Unable to Authenticate Via Query String



I followed procedures and got an api key, but always get 401 in API Explorer when authenticating via Query string (OK for header though).


Any ideas on how to get it working?


You have to authorise your requests using a Bearer token in an Authorisation header. So, if you send this URL it’s not going to work:


Here are some steps you might have missed:

  1. Ensure your application is set up according to these instructions steps, especially:
    – With a callback URL (I think this can be any URL, actually, even if that’s not best practice…)
    – With the scope field set to user
    – With the type set to confidential

  2. Get your API key and shared secret. As detailed on this page, send a blank POST request to https://apikey:sharedsecret@api.transport.nsw.gov.au/auth/oauth/v2/token?grant_type=client_credentials&scope=user, replacing apikey with your key and sharedsecret with your shared secret.

  3. The server’s response to this request will contain your bearer token, e.g.


The access_token is what you need to authenticate. Now, call the API again, but this time send the GET request with an Authorisation header equal to “Bearer removed-1234-5678-9012-000000000000”. You should get the requested data back.


So how do you get the API Explorer to work using Authentication Type API Key?

I got the access_token okay, but there is no place to add a header Authorisation: Bearer access_token to the request.

Also, on some responses I get redirected to the main dashboard and don’t know what happened.

Also, is the access_token permanent or does it have to be recreated per session?


I haven’t been able to get the Explorer to work very well. You can add a Parameter named Authorization with the value Bearer etc and Parameter Type set to Header but I still get 401 errors.

I can usually only get data when sending requests through curl, Python or Postman.

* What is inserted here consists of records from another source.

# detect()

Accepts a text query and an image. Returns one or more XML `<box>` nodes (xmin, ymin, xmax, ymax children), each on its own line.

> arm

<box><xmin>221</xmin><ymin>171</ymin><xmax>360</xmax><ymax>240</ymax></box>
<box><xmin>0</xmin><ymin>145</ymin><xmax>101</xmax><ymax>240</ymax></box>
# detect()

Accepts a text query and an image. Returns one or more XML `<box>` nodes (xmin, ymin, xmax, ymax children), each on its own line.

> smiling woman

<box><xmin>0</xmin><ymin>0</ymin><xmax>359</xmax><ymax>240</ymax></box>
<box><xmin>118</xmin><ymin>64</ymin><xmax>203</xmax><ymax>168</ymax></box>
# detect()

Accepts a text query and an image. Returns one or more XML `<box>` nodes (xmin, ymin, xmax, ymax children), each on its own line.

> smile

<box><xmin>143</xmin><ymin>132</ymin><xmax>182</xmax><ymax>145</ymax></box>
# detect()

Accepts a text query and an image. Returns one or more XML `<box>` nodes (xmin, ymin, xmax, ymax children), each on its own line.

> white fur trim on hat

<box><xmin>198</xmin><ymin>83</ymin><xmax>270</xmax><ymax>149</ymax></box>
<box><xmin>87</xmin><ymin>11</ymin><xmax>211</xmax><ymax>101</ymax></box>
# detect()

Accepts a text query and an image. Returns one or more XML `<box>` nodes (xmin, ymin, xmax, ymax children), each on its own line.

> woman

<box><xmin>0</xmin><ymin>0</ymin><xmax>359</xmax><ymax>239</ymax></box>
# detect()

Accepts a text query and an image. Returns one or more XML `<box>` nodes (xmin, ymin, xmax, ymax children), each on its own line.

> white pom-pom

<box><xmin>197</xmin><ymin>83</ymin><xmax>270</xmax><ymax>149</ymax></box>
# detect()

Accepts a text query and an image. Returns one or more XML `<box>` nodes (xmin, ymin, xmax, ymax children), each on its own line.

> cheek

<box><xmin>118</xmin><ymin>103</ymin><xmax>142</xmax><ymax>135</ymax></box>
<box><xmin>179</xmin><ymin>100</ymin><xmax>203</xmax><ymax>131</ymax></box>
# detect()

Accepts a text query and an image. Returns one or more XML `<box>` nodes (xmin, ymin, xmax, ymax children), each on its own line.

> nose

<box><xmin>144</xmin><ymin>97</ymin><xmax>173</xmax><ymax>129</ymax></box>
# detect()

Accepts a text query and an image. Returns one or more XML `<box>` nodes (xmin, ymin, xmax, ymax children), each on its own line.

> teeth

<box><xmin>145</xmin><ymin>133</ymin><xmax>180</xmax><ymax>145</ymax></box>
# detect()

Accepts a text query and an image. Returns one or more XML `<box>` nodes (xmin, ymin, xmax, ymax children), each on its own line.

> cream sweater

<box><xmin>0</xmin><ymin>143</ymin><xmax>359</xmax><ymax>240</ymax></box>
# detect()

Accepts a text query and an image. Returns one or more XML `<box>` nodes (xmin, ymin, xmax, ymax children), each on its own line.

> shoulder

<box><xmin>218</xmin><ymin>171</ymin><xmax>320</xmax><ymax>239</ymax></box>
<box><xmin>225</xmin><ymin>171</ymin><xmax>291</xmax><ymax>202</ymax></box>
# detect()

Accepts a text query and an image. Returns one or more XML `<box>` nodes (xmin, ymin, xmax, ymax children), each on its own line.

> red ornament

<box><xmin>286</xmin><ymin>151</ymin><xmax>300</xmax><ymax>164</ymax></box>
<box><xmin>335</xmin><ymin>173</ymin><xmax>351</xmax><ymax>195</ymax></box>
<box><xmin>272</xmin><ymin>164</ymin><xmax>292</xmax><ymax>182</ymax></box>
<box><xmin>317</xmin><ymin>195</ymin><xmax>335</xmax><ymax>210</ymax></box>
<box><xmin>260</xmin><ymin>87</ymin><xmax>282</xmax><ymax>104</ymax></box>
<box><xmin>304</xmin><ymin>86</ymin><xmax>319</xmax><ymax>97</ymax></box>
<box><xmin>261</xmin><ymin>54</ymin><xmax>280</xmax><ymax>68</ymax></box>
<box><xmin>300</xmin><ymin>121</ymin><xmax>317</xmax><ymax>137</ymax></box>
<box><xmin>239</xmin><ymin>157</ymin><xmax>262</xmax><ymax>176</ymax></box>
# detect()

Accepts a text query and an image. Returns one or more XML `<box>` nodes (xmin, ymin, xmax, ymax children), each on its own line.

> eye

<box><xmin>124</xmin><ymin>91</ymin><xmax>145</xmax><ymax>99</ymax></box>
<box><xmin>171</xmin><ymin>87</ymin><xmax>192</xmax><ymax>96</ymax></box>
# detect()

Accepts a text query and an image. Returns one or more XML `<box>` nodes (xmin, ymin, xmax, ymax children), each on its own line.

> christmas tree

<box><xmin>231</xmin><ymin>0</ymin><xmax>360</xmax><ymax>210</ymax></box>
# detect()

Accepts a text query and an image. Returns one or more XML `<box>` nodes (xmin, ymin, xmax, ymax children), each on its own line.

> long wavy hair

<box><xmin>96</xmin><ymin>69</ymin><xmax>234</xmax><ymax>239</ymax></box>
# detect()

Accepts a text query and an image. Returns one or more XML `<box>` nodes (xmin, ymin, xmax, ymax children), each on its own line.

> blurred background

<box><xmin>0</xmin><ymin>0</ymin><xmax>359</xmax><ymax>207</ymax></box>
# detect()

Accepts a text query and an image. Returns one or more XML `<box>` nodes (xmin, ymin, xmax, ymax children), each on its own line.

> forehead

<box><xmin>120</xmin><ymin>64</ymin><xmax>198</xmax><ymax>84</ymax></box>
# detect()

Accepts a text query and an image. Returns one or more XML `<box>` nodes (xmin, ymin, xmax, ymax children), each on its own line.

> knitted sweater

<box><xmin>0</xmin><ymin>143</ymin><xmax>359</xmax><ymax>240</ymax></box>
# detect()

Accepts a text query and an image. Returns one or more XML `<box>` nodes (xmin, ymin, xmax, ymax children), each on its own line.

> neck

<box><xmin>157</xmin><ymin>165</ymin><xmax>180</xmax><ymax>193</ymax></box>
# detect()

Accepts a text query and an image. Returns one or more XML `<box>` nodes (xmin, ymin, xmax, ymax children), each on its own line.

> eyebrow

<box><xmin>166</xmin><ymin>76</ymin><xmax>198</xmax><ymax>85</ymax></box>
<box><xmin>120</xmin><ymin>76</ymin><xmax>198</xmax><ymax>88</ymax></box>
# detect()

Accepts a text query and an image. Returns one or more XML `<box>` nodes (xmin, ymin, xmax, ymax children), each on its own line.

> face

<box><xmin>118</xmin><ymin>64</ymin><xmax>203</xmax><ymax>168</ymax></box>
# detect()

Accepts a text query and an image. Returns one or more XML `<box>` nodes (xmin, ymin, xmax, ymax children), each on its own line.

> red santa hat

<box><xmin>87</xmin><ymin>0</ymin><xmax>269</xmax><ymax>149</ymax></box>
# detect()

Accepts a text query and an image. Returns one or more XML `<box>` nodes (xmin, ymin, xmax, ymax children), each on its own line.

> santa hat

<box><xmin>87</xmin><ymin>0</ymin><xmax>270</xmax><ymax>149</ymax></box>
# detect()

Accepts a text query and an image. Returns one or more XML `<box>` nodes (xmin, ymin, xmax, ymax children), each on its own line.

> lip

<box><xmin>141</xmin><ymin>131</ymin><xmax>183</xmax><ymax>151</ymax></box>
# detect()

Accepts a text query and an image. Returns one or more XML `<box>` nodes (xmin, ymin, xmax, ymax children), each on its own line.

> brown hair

And yes, I often get redirected to the dashboard when I load a page or click a button.

Access_token lasts an hour, according to the expiry value (3600 seconds).


With the Authorization Type you need to use Oauth2

Details on how to do this can be found on the User Guide


API explorer only works with OAuth2 (follow Yvonne’s link). API Key alone will not allow access on query string at all, you must create a Bearer token and send the “Authorize: Bearer xxx” header with your request for the data feed.

implementation via PHP with Google’s PHP package is very easy and straight forward. Speed is also quick as PHP is very good at processing binary data that is returned.